Recommandation  — Nous recommandons d'abandonner toute mesure d'évaluation récurrente et obligatoire des enseignants-chercheurs, comme figurant dans le décret n° 2014-997 du 2 septembre 2014. Nous recommandons en revanche l'évaluation sérieuse des politiques publiques, jamais menée sérieusement avec correction en cas d'échec.

II.11) Revaloriser la fonction de recteur
Analyse— Dans un contexte où il est question de revaloriser le doctorat en en faisant un diplôme permettant d’accéder à des postes de direction au sein de la haute fonction publique notamment, l'assouplissement des conditions requises pour les fonctions de recteur et de chancelier des universités est un camouflet à l'endroit des universitaires, et une imposture. La dispense élargie de doctorat ne garantit plus la compétence des candidats pour assumer de telles fonctions.

Recommandation  — Nous recommandons l'obligation de doctorat pour les fonctions de recteur, de chancelier des universités, de ministre ou de secrétaire d'Etat à l'ESR, de conseiller ministériel ESR.

II.12) Créer des revues savantes européennes adossées à une Académie Européenne
Analyse— Les revues scientifiques sont devenues, avec une large complicité, majoritairement privées et à but lucratif. Le contrat léonin avec Elsevier en est l'exemple le plus saillant.

Recommandation  — Nous recommandons la création et le soutien financier de sociétés savantes européennes en charge de revues publiques non-lucratives de haut niveau. Un exemple sur lequel se fonder serait la revue Proceedings of National Academy of Science, adossée à l'Académie étatsunienne des Sciences.

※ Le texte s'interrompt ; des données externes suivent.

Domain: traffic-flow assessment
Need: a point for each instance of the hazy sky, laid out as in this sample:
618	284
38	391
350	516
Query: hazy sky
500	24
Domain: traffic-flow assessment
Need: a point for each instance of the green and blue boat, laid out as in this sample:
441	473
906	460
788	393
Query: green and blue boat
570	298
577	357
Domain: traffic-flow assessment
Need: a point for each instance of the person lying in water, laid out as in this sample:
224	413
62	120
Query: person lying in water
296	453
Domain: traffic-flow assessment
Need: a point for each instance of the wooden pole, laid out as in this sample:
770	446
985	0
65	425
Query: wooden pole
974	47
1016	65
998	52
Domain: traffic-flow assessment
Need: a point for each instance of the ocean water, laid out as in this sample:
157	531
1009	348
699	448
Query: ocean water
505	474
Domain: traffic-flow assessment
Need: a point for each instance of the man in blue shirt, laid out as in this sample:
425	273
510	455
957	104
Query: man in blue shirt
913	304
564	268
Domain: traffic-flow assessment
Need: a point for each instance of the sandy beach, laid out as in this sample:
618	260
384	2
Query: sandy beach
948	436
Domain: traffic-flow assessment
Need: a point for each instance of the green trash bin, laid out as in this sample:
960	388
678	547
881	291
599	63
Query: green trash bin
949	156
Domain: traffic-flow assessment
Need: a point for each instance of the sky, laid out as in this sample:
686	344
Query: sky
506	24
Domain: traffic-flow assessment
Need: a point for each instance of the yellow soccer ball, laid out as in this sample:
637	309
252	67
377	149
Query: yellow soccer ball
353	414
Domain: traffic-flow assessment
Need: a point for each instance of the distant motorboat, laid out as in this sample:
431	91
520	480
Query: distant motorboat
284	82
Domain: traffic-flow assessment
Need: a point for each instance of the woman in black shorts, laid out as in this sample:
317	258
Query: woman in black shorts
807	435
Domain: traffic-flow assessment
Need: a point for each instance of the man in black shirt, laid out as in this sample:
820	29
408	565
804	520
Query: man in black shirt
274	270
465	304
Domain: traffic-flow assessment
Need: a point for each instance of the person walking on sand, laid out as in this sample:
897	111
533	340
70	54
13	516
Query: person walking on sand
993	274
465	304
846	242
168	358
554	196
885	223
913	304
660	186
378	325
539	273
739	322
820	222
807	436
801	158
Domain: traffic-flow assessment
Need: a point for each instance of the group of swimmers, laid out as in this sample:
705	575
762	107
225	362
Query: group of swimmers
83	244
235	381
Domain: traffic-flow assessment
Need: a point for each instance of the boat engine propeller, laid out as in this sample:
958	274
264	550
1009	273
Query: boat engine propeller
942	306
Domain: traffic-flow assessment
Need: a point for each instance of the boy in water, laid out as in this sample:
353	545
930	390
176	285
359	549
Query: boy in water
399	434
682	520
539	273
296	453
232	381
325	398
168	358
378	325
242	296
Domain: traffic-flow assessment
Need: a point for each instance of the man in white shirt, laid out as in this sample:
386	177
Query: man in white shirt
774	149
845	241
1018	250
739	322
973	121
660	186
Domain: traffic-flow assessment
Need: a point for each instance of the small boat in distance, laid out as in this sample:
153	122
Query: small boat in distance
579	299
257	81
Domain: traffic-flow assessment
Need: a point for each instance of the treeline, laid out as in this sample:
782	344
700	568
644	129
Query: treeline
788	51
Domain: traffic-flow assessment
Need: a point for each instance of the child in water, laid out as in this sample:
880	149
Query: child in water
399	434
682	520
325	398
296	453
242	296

II.13) Suppression de l’Habilitation à Diriger des Recherches (HDR)
Analyse— La HDR devait non seulement compenser la suppression de la thèse d’état mais encore garantir la qualité de l’encadrement des doctorants. On constate aujourd’hui qu’elle ne sert que de filtre pour interdire l’accès à certaines ressources (PES, contrat doctoraux …) aux “jeunes” universitaires qui entrent de plus en plus tardivement dans la fonction. La HDR repose sur une absurdité puisqu’elle nécessite obligatoirement d’avoir encadré un doctorant pour pouvoir encadrer un doctorant. De fait elle permet de développer un clientélisme auprès de mandarins qui prêtent leur nom afin que le prétendant à la HDR puisse encadrer un doctorant. Elle permet ainsi à ces mandarins d’accumuler une “masse” impressionnante d’encadrement de thèses en plus de leurs activités administratives importantes, ce qui leur garantit une position symbolique conséquente -et les jouissances qui en résultent- au sein de l’université et du monde scientifique.

Recommandation  — Nous recommandons de supprimer la HDR et de créer une habilitation sur avis local (commission de spécialistes) ou national (CNU).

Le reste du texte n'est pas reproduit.